# Favorite ESPN Commercial



## nodakoutdoors.com (Feb 27, 2002)

Boy, there's some good one's over the years. I love the writer's sense of humor. I've found a couple site's that have some listed, the first is the most recent Star Wars commercial (I love that one...)

http://starwars.com/episode-iv/release/video/espn1.html

Check out the archive at the bottom, some are there...

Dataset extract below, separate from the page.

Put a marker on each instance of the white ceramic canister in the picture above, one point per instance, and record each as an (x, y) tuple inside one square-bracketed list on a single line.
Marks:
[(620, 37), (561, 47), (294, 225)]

http://espn.go.com/thisissportscenter/index.html#
http://sports.espn.go.com/espn/thisissp ... er/archive

http://www.advertisementave.com/tv/comp ... mpany=ESPN

If you can find some more, post them up! I'm still looking for the commercial where ESPN's stock went public (and dropped like a rock)...


----------



## 870 XPRS (Mar 12, 2003)

I don't care who you are, you gotta love steiner's performances.


----------



## Remmi_&amp;_I (Dec 2, 2003)

Charlie Steiner was the man! :beer:


----------



## gaddyshooter (Oct 12, 2003)

Steiner was the man. I still love the old one with Lance Armstrong down in the basement riding the bike powering the the sportscenter building.
"hey Lance, can I get ya a sports bar or something? Maybe an energy drink?"


----------



## Eric Hustad (Feb 25, 2002)

I love when Steiner is holding the lantern yelling "follow me to freedom!"
The John Randle playing Jenga with Kenny Mayne is great also. Look at Randle's face as Mayne is yelling Jenga....


----------



## Eric Hustad (Feb 25, 2002)

Somebody has got to find the one where they go public. If I remember it right one of the guys say "we don't even own our own equipment" and the stock just tanks.....


----------



## Remmi_&amp;_I (Dec 2, 2003)

How about the one (Dan Patrick I believe) when they are "chipping" into the huge satellite dishes on the roof of ESPN and everyones signal gets fuzzy when the ball lands in the dish !!!


----------